Larry Lessig recently emailed several helpful tips for my book-in-progress, Intellectual Privilege: Copyright, Common Law, and the Common Good. He suggested, for instance, that I post on the book’s home page a brief summary of its theme. I came up with this:
Two views monopolize the ongoing debate over copyright policy. One view denigrates all restraints on copyrighted information, whether they arise from statutory law, common law, or technological tools. The other view equates copyrights to tangible property, concluding that they merit a broad panoply of legal protections. Left-wingers tend to favor the former position; right-wingers the latter.I here offer a third view of copyright. I largely agree with my friends on the left that copyright represents not so much a form of property as it does a policy device designed to “promote the Progress of Science and useful Arts” (as the Constitution puts it). I thus call copyright a form of intellectual privilege.

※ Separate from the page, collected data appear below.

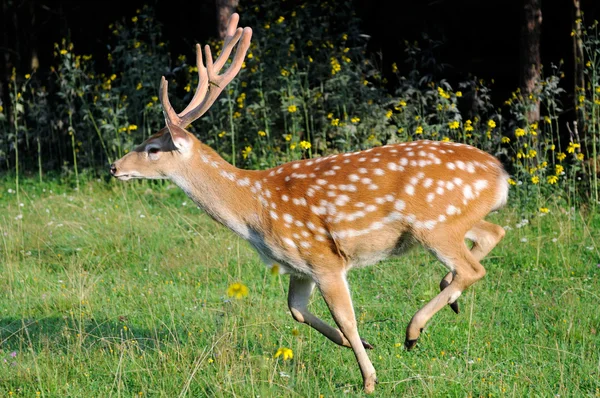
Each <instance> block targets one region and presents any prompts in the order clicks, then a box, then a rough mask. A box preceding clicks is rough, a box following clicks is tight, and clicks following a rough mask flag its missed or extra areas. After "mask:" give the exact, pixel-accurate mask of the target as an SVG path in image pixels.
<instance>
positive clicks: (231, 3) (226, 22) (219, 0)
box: [215, 0, 239, 39]
mask: <svg viewBox="0 0 600 398" xmlns="http://www.w3.org/2000/svg"><path fill="white" fill-rule="evenodd" d="M215 3H216V6H217V29H218V31H219V37H220V38H221V39H224V38H225V34H226V33H227V22H228V21H229V17H230V16H231V14H233V13H234V12H235V9H236V7H237V6H238V4H239V0H215Z"/></svg>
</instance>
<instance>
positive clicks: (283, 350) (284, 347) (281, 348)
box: [273, 347, 294, 361]
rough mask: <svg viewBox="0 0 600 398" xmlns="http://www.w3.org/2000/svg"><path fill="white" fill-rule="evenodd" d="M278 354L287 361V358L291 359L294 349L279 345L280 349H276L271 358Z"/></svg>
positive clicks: (278, 355)
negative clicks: (279, 345)
mask: <svg viewBox="0 0 600 398" xmlns="http://www.w3.org/2000/svg"><path fill="white" fill-rule="evenodd" d="M280 356H281V357H283V360H284V361H287V360H288V359H293V358H294V351H292V350H291V349H290V348H287V347H281V348H280V349H278V350H277V352H276V353H275V355H274V356H273V358H279V357H280Z"/></svg>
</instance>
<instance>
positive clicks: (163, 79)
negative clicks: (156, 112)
mask: <svg viewBox="0 0 600 398" xmlns="http://www.w3.org/2000/svg"><path fill="white" fill-rule="evenodd" d="M160 103H161V105H162V108H163V114H164V116H165V121H166V122H167V124H176V125H178V126H180V125H181V118H180V117H179V116H178V115H177V112H175V110H174V109H173V106H171V102H170V101H169V82H168V81H167V79H166V78H165V77H164V76H163V77H162V79H161V81H160Z"/></svg>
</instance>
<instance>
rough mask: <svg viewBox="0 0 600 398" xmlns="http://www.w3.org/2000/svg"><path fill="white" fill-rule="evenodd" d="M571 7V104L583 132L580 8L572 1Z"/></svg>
mask: <svg viewBox="0 0 600 398" xmlns="http://www.w3.org/2000/svg"><path fill="white" fill-rule="evenodd" d="M573 6H574V7H575V27H574V28H573V31H574V32H575V34H574V35H573V69H574V71H573V75H574V76H573V77H574V79H575V81H574V84H573V86H574V90H573V104H574V109H575V114H576V119H577V121H578V123H579V128H580V129H581V131H585V130H586V129H585V124H584V122H585V120H584V118H583V113H582V112H581V111H580V110H579V107H580V103H579V95H580V93H581V91H582V90H583V89H584V88H585V74H584V68H585V65H584V62H585V61H584V59H585V57H584V54H583V41H582V39H581V37H582V32H581V25H582V22H581V18H582V13H581V7H580V2H579V0H573Z"/></svg>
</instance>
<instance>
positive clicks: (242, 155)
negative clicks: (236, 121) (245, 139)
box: [242, 146, 252, 159]
mask: <svg viewBox="0 0 600 398" xmlns="http://www.w3.org/2000/svg"><path fill="white" fill-rule="evenodd" d="M250 152H252V147H251V146H247V147H246V148H244V149H242V156H243V157H244V159H247V158H248V156H250Z"/></svg>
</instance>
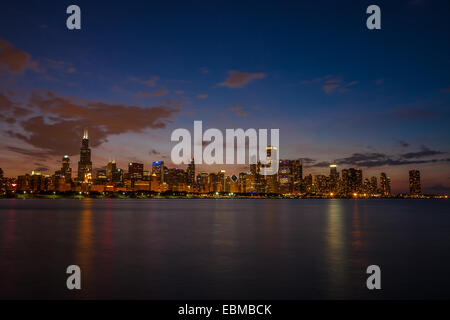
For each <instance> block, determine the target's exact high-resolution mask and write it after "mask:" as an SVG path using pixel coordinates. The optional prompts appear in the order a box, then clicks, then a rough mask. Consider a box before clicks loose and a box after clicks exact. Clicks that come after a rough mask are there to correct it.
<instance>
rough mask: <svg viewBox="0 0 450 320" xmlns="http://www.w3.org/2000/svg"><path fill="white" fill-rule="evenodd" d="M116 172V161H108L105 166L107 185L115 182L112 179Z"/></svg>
mask: <svg viewBox="0 0 450 320" xmlns="http://www.w3.org/2000/svg"><path fill="white" fill-rule="evenodd" d="M116 172H117V164H116V161H114V160H113V161H110V162H108V164H107V166H106V178H107V179H108V182H109V183H114V182H116V181H115V180H116V179H114V178H115V175H116Z"/></svg>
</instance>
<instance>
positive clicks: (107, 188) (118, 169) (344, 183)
mask: <svg viewBox="0 0 450 320" xmlns="http://www.w3.org/2000/svg"><path fill="white" fill-rule="evenodd" d="M272 152H276V149H274V148H272V147H268V149H267V154H268V157H269V158H270V155H271V153H272ZM270 165H271V164H270V162H269V163H268V164H266V165H265V166H270ZM262 168H264V165H261V163H257V164H251V165H250V168H249V171H248V172H241V173H239V175H238V176H236V175H235V174H233V175H231V176H228V175H226V172H225V170H221V171H219V172H217V173H208V172H201V171H200V172H196V169H195V163H194V160H192V161H191V163H190V164H188V165H187V168H186V170H184V169H180V168H168V167H166V166H165V165H164V162H163V161H157V162H153V163H152V167H151V170H145V168H144V164H142V163H137V162H130V163H129V164H128V170H127V171H125V170H122V169H120V168H118V167H117V164H116V162H115V161H110V162H109V163H108V164H107V165H106V167H105V169H101V170H95V172H93V169H92V161H91V149H90V148H89V137H88V132H87V130H85V131H84V134H83V139H82V142H81V149H80V160H79V162H78V171H77V173H76V174H74V173H73V172H72V168H71V162H70V158H69V156H67V155H65V156H64V157H63V158H62V165H61V169H60V170H58V171H56V172H55V174H54V175H45V174H42V173H41V172H36V171H33V172H32V173H31V174H25V175H21V176H19V177H17V179H14V178H13V179H7V178H4V177H3V171H2V170H1V169H0V192H2V193H8V192H13V193H14V192H21V193H27V192H28V193H37V192H54V193H56V192H58V193H64V192H80V193H108V192H142V193H143V192H154V193H166V192H169V193H170V192H171V193H195V194H203V195H208V194H224V193H226V194H260V195H264V194H266V195H267V194H281V195H302V196H312V197H314V196H317V197H390V196H391V180H390V178H389V177H388V176H387V175H386V173H381V174H380V176H379V177H375V176H373V177H370V178H363V172H362V170H361V169H357V168H349V169H342V170H341V172H340V173H339V172H338V168H337V165H336V164H331V165H330V168H329V169H330V171H329V174H327V175H326V174H321V175H314V176H312V175H311V174H309V175H306V176H303V166H302V163H301V161H299V160H279V166H278V172H277V174H274V175H262V174H261V169H262ZM409 186H410V196H412V197H420V196H421V194H422V192H421V184H420V172H419V171H418V170H411V171H410V172H409Z"/></svg>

Like my friends on the right, however, I hold our common law rights in very high regard. Hence my complaint against copyright: it violates the rights we would otherwise enjoy at common law to peaceably enjoy the free use our throats, pens, and presses. That is not to say that copyright is per se unjustified. We can excuse facial violations of our common law rights, such as the takings effectuated by taxation or the restraints imposed by antitrust law, as the costs of obtaining a greater good. But it does mean that copyright qualifies, at best, as a necessary evil.
You might say, in other words, that this book invokes a physiological improbability: a third hand. Traditional discussions of copyright policy don’t require more than the usual allotment of appendages. On the one hand, we can disparage copyright together with all other means of protecting expressive works. On the other hand, we can exalt copyright as a form of property more powerful than any common law right to the contrary. If we limit ourselves to those two hands, however, we will have to embrace a false dichotomy. In thought, if not in body, we can best grasp copyright policy “on the third hand,” recognizing that it cries out for justification because it violates our common law rights, and justifying it—if we can—only as a necessary and proper mechanism for promoting the general welfare.This third view suggests a great deal about both how present copyright policies malfunction and how to fix them. Most significantly, it opens our eyes to the benefits of an open copyright system, one that encourages authors to rely solely on their common rights and to fully respect our own. Thus might we someday outgrow copyright, discovering that the common law does a better job of promoting the common good.
I plan to use that text, together with some other more workaday stuff, as the book’s introduction. As always, I welcome your comments.